Challacombe is currently working on another study that aims to prove that using powerful antiviral agents such as povidone-iodine can help reduce the risk of SARS-CoV-2 infection for healthcare professionals. To reduce the viral count, patients ought to gargle with iodine mouthwash or use iodine sprays before dental treatment or during hospitalisation. This, in turn, should keep SARS-CoV-2 at bay for at least 30 minutes and possibly up to 2 hours, the researchers believe.
Call for research
While Challacombe was undertaking the study on iodine in Chennai in India, the Medical Research Council put out a call for research proposals for joint UK–India partnerships. The council sought to understand why South Asian populations in the UK suffered more severe consequences of SARS-CoV-2 infection compared with similar populations in India. Since Challacombe and his team were already working on their study in India, they were quick to respond to the call, he told DTI.
“Much research on the oral microflora has shown it to be protective against pathogens, including viruses, attempting to colonise the mouth. Very little research, however, has been done to determine whether the oral microbiome plays a role in protection against SARS-CoV-2 infection,” he commented. “The opportunity was thus taken to suggest that a study of both the oral microbiome and mucosal immunity would be relevant to understanding COVID-19 and this was the basis of the grant.
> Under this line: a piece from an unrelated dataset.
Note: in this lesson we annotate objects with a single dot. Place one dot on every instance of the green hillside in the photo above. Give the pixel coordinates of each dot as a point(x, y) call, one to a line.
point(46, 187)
Thus, we are comparing these factors in controls and in SARS-CoV-2 infected adults in Asian and non-Asian populations.”
“Our previous work with HIV infection showed what a special fluid saliva is”
— Dr Stephen J. Challacombe, King’s College London
Talking about the importance of the study, Challacombe explained: “If the presence of oral disease is indeed a factor in COVID-19, it will enhance the role of dentistry and appreciation of the importance of oral health to general health. If biomarkers can be identified, either in the microbiome or in the immune factors studied, this will potentially have a significant impact on the prevention of COVID-19 and the prediction of the severity of the disease.”
The first project is titled “Variation in innate immune activation and cardiovascular disease risk as drivers of COVID-19 outcome in South Asians in UK and India.”
The second project is titled “Role of the oral microbiome and mucosal immunity in COVID-19 disease: diagnostic/prognostic utility in South Asian populations.”